Религиозность также была сведена в нашем доме на степень простой обрядности. Ходили к обедне аккуратно, каждое воскресенье, и на дому служили службы довольно часто, а отец даже каждое утро запирался у себя в кабинете и, выйдя оттуда, раздавал нам по кусочку просфиры; но все это производилось и отбывалось только потому, что исстари так было заведено. Попы в то время находились в полном повиновении у помещиков. Церковь была крепостная, как и все остальное, и поп при ней крепостной. Захочет помещик — у попа будет хлеб, не захочет — без хлеба насидится. Наш поп был полуграмотный старик, выслужившийся из причетников. Это был простой и домовитый человек, который сам самолично пахал, сам косил, жал и молотил наряду со всеми крестьянами. Обыкновенно он вел жизнь трезвую, но в большие праздники неизменно напивался. Обращались с ним очень нехорошо. Я помню, что отец нередко с своего места, во время чтения Евангелия, кричал попу через всю церковь, поправляя его ошибки. Помню также ежегодно повторявшийся скандал в первый день Светлого праздника на вечерне. (Это была единственная вечерня в году, которая служилась в нашей церкви.) Поп порывался затворить царские врата, а отец не допускал его. Кончалось тем, что отец одолевал, поп восходил на амвон, становился на колени и просил у отца прощения. Все это повторялось из года в год, в одних и тех же формах, как будто заранее сложенное, так что мы, дети, уже идя в церковь, наперед знали, какое зрелище ожидает нас. Еще помню, что отец не иначе называл попа, как Ванькой, а пономаря, древнего старика, Игнашкой. Разумеется, соответственно с таким обращением соразмерялась и плата за требы. За всенощную платили двугривенный, за молебен с водосвятием — гривенник. Иногда матушка, вынув в начале всенощной назначенный двугривенный, уходила в средине службы в спальную и там меняла двугривенный на пятиалтынный. Самые монеты выбирались до того стертые, что даже «пятнышек» не было видно.
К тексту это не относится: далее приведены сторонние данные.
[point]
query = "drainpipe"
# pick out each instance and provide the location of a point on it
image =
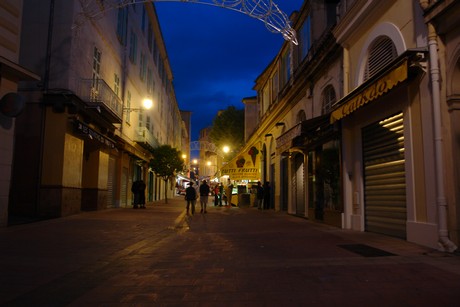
(445, 242)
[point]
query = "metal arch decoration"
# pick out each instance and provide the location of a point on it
(267, 11)
(205, 146)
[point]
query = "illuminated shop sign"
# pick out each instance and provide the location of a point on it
(370, 92)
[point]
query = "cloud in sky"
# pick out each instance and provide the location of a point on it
(216, 54)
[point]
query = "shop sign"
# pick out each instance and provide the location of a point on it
(371, 92)
(245, 166)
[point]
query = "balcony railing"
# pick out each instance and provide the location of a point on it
(98, 94)
(145, 138)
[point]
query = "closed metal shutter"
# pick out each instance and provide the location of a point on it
(384, 177)
(110, 183)
(124, 187)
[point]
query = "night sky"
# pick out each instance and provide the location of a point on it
(216, 54)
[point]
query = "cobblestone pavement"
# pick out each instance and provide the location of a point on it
(228, 257)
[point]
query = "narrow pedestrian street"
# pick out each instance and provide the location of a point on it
(228, 257)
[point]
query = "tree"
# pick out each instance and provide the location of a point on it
(228, 129)
(166, 163)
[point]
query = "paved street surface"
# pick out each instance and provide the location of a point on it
(228, 257)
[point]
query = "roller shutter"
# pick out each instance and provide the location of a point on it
(384, 177)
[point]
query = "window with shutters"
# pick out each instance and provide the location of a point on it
(381, 52)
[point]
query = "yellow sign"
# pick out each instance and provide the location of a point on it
(245, 166)
(371, 92)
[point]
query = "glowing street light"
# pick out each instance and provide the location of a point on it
(147, 103)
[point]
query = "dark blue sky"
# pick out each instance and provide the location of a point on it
(216, 54)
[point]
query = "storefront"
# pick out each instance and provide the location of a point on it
(243, 172)
(384, 160)
(311, 150)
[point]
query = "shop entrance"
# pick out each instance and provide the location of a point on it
(384, 177)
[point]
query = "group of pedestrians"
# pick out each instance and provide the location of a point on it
(191, 196)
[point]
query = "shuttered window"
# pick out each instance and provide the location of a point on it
(381, 52)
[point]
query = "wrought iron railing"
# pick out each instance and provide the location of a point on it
(98, 93)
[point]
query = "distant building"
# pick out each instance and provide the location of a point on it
(11, 101)
(251, 116)
(85, 134)
(357, 124)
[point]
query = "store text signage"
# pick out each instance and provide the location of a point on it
(371, 92)
(284, 142)
(245, 166)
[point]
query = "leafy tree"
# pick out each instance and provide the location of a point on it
(166, 163)
(228, 129)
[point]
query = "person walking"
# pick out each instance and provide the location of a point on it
(260, 195)
(204, 193)
(221, 193)
(216, 195)
(266, 195)
(190, 197)
(141, 191)
(228, 192)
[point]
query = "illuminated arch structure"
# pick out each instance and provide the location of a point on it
(205, 146)
(267, 11)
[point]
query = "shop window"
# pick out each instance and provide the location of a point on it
(381, 52)
(328, 98)
(122, 25)
(301, 116)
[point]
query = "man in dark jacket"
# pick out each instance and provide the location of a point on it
(190, 197)
(204, 193)
(260, 195)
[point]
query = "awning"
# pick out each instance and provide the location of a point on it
(245, 166)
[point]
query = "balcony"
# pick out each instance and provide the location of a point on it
(146, 139)
(97, 94)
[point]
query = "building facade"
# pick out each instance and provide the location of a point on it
(441, 18)
(85, 134)
(356, 126)
(11, 102)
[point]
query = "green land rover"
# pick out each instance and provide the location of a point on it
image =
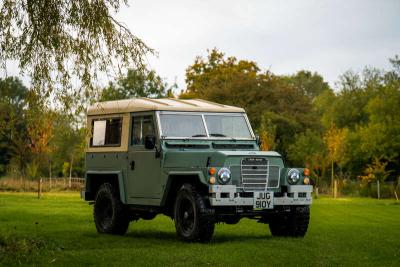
(195, 161)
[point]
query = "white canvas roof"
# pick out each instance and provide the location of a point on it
(147, 104)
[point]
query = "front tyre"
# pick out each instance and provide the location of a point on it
(194, 221)
(291, 224)
(109, 213)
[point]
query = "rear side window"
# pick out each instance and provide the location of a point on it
(106, 132)
(142, 126)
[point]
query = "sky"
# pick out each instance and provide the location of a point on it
(329, 37)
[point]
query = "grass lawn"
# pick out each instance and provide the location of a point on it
(59, 230)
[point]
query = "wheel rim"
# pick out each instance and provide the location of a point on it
(105, 212)
(186, 216)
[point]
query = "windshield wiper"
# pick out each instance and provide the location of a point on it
(199, 135)
(218, 135)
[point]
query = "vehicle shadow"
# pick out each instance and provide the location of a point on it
(217, 238)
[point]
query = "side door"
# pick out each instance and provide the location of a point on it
(144, 175)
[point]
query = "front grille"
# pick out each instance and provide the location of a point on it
(257, 174)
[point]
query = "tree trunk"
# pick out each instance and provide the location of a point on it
(333, 192)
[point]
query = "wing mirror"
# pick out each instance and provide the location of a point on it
(149, 141)
(258, 140)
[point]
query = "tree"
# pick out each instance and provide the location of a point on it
(56, 42)
(335, 140)
(309, 150)
(310, 84)
(12, 123)
(137, 83)
(267, 98)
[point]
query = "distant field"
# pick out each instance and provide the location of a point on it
(58, 229)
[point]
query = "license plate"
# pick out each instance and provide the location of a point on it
(263, 200)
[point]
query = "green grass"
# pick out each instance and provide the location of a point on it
(59, 230)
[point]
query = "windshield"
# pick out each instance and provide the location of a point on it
(194, 125)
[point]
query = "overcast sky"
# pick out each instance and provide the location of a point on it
(329, 37)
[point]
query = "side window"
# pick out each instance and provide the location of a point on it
(106, 132)
(141, 127)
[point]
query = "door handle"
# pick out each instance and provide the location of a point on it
(132, 165)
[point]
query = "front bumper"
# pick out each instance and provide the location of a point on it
(228, 195)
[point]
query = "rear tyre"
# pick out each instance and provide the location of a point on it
(291, 224)
(194, 221)
(109, 212)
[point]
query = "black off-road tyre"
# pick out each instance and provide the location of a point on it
(110, 215)
(194, 220)
(290, 224)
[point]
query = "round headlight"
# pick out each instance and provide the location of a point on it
(293, 176)
(224, 175)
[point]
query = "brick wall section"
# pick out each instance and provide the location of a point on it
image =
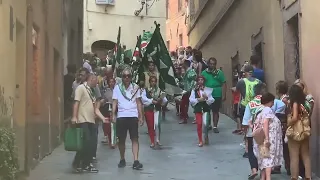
(175, 25)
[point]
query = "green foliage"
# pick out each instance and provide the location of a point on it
(9, 165)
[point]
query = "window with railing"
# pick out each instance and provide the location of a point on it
(105, 2)
(179, 5)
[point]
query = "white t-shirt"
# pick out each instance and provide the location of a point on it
(127, 108)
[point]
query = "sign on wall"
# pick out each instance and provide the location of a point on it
(105, 2)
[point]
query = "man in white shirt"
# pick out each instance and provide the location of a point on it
(86, 64)
(127, 113)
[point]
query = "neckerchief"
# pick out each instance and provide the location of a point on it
(90, 92)
(284, 96)
(154, 92)
(213, 72)
(123, 92)
(152, 73)
(254, 104)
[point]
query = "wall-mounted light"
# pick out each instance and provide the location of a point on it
(147, 3)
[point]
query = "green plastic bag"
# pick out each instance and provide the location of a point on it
(73, 140)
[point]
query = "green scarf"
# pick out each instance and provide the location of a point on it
(123, 91)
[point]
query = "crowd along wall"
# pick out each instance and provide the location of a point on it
(232, 30)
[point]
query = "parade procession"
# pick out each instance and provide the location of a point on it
(128, 89)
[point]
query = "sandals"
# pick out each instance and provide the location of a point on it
(236, 131)
(252, 176)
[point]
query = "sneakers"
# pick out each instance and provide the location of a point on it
(137, 165)
(122, 163)
(215, 130)
(90, 169)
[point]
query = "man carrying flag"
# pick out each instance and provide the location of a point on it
(156, 52)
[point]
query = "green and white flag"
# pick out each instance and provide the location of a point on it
(157, 52)
(145, 39)
(117, 51)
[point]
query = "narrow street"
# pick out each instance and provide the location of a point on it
(180, 158)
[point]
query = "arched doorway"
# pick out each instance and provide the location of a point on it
(101, 47)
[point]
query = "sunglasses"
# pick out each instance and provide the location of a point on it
(126, 75)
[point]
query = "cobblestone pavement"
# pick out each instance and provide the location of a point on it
(180, 158)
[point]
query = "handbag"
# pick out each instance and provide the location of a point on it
(301, 129)
(264, 151)
(73, 139)
(257, 132)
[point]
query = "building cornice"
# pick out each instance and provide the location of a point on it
(214, 23)
(197, 15)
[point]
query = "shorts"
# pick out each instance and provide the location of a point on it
(125, 124)
(236, 112)
(216, 105)
(241, 111)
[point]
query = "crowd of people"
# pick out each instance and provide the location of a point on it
(276, 129)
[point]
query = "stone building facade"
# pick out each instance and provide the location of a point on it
(102, 19)
(282, 32)
(31, 74)
(176, 25)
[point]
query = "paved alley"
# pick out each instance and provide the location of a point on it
(180, 158)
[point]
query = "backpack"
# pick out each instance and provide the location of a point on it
(257, 132)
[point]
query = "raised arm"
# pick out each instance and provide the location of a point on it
(193, 100)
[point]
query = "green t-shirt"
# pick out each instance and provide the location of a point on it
(214, 81)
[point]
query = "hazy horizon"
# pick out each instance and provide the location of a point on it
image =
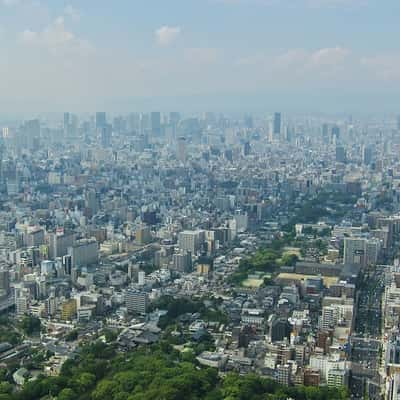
(300, 55)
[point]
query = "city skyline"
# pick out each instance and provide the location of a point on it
(304, 55)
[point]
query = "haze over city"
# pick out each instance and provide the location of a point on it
(302, 55)
(199, 200)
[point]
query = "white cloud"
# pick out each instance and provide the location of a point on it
(71, 12)
(166, 35)
(385, 67)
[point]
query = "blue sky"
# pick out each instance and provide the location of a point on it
(123, 54)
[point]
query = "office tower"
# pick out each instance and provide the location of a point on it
(101, 120)
(47, 267)
(84, 252)
(141, 278)
(278, 328)
(59, 243)
(329, 317)
(277, 124)
(337, 377)
(182, 262)
(335, 134)
(181, 149)
(155, 118)
(340, 154)
(67, 264)
(246, 149)
(22, 297)
(143, 235)
(283, 374)
(368, 154)
(136, 301)
(174, 118)
(106, 135)
(248, 122)
(4, 282)
(68, 310)
(92, 201)
(190, 241)
(325, 133)
(67, 122)
(32, 134)
(354, 251)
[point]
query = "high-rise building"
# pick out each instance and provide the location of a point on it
(182, 262)
(106, 135)
(181, 149)
(59, 243)
(325, 133)
(136, 301)
(4, 282)
(277, 124)
(84, 252)
(340, 154)
(190, 241)
(367, 154)
(335, 134)
(155, 118)
(354, 251)
(67, 122)
(101, 120)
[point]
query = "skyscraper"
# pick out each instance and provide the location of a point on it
(101, 119)
(155, 118)
(277, 124)
(67, 121)
(181, 149)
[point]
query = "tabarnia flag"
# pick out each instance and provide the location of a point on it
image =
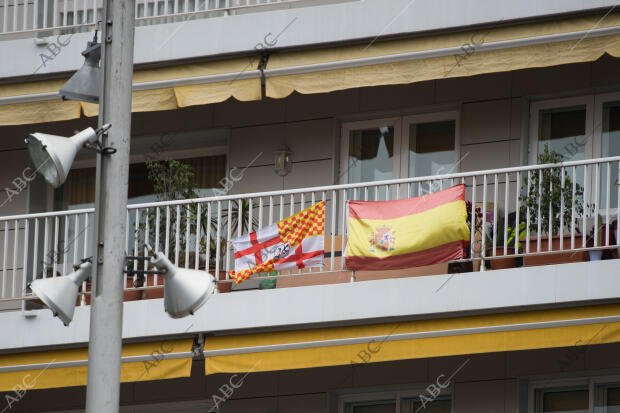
(295, 242)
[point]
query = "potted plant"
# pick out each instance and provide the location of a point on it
(467, 266)
(557, 195)
(506, 248)
(174, 180)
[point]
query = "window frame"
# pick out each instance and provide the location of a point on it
(429, 118)
(590, 382)
(396, 395)
(347, 127)
(401, 126)
(599, 102)
(539, 106)
(169, 152)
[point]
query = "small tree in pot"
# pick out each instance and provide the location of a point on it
(552, 193)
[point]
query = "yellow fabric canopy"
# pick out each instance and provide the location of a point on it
(154, 367)
(438, 338)
(467, 62)
(151, 99)
(469, 59)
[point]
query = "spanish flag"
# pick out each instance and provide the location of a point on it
(390, 235)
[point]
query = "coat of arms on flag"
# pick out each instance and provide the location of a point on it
(295, 242)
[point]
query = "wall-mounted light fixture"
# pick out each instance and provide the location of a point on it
(283, 160)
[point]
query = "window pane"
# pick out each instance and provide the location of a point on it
(564, 131)
(414, 405)
(608, 399)
(610, 147)
(565, 401)
(371, 154)
(431, 148)
(385, 406)
(79, 189)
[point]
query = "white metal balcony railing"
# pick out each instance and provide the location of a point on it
(67, 16)
(570, 198)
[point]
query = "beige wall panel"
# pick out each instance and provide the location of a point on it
(397, 96)
(301, 107)
(309, 174)
(551, 80)
(605, 71)
(235, 113)
(481, 367)
(515, 153)
(516, 117)
(483, 87)
(306, 403)
(478, 397)
(315, 380)
(247, 143)
(258, 179)
(307, 140)
(548, 361)
(310, 140)
(485, 156)
(603, 356)
(392, 373)
(185, 119)
(486, 121)
(262, 405)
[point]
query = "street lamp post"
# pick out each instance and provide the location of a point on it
(105, 341)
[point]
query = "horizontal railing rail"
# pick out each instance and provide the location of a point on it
(514, 214)
(70, 16)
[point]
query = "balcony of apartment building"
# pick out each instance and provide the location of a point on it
(530, 125)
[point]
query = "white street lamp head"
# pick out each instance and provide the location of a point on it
(53, 155)
(60, 293)
(85, 83)
(185, 290)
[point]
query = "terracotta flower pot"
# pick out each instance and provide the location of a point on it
(555, 258)
(128, 295)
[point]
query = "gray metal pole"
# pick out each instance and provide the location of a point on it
(106, 317)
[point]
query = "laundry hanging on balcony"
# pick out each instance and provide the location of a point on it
(390, 235)
(292, 243)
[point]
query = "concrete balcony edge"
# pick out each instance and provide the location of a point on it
(338, 304)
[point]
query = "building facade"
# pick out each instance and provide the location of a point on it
(370, 100)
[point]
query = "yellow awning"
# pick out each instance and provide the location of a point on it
(411, 340)
(48, 371)
(411, 60)
(459, 54)
(150, 96)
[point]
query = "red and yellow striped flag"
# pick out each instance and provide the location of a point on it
(389, 235)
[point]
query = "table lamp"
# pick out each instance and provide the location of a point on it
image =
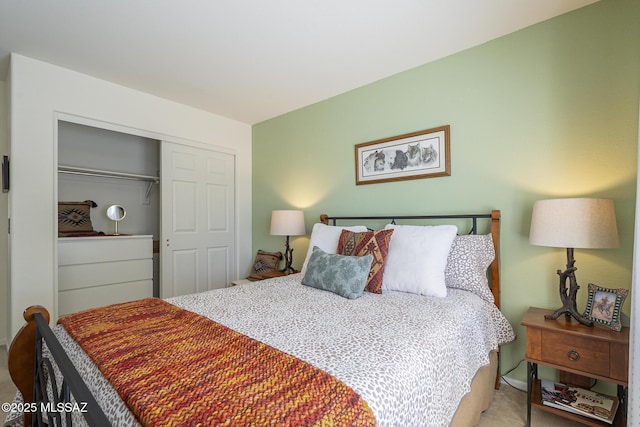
(582, 223)
(287, 223)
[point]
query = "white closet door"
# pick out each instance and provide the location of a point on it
(198, 219)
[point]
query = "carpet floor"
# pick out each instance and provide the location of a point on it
(507, 409)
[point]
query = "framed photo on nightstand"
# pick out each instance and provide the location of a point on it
(604, 306)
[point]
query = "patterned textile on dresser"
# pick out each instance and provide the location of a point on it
(375, 243)
(74, 218)
(174, 367)
(264, 262)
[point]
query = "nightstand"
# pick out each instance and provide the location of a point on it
(579, 352)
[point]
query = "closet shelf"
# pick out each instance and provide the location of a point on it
(72, 170)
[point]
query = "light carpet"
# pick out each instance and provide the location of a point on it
(507, 409)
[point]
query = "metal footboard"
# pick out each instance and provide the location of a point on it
(58, 412)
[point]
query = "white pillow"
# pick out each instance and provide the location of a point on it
(417, 259)
(326, 238)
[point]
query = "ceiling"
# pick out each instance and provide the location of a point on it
(251, 60)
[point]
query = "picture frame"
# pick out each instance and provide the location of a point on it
(416, 155)
(5, 174)
(604, 306)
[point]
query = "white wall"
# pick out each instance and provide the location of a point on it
(38, 93)
(4, 209)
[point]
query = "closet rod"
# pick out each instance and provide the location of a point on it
(109, 174)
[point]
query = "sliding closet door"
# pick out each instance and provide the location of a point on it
(198, 219)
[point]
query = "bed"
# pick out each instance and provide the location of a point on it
(403, 356)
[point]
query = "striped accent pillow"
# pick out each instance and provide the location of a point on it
(375, 243)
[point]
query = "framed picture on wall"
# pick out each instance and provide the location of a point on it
(5, 174)
(423, 154)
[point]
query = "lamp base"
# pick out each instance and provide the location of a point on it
(568, 295)
(288, 258)
(569, 312)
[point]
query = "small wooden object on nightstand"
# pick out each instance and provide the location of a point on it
(578, 351)
(267, 275)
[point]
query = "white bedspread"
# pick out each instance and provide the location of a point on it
(412, 358)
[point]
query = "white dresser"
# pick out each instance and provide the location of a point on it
(96, 271)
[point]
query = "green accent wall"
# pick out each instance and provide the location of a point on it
(549, 111)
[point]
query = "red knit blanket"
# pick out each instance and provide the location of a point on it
(173, 367)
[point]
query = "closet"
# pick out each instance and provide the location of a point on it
(108, 168)
(183, 245)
Тем не менее, когда я впервые познакомился с Евангелием (разумеется, не по подлинникам, а по устным рассказам) и с житиями мучеников и мучениц христианства, то оно произвело на меня такое сложное впечатление, в котором я и до сих пор не могу себе дать отчет. Это был, так сказать, жизненный почин, благодаря которому все, что до тех пор в скрытом виде складывалось и зачиналось в тайных изгибах моего детского существа, вдруг ворвалось в жизнь и потребовало у нее ответа. Насколько могу определить овладевшее мною чувство теперь, то была восторженность, в основании которой лежало беспредельное жаление. В первый раз передо мною встали живые образы, созданные воображением, населившие собой особенный мир, который сделался для меня настолько же конкретным, как и та будничная действительность, которою я был окружен. Эти образы угнетали меня своим множеством и разнообразием, они неотступно шли за мной шаг за ша<гом>. Не только фактическая сторона жизни Христа и (в особенности) его страданий давала начало бесконечной веренице образов, не только притчи, но и отвлеченные евангельские поучения. Все эти алчущие и нищие духом, все эти гонимые, которых ижденут и о которых рекут всяк зол глагол, вся эта масса окровавленных, истерзанных пытками «имени Моего ради» — все они с изумительною ясностью проходили передо мной, униженные, поруганные, изъязвленные, в лохмотьях. И мысль невольно переносилась к конкретной действительности, а именно в девичью, где задыхались за пяльцами и кружевными подушками десятки таких же поруганных и изъязвленных существ…
В моем детстве это, быть может, единственная страница, на которую выступило довольно ярко поэтическое чувство и благодаря которой мое дремавшее сознание было потревожено. Конечно, это еще не было пробуждение совести, пробуждение это совершилось во мне как-то необыкновенно поздно, но, как я уже сказал выше, зачатки того жаления, которое, как ни мало осмыслено, все-таки не дает человеку дойти до звериного образа.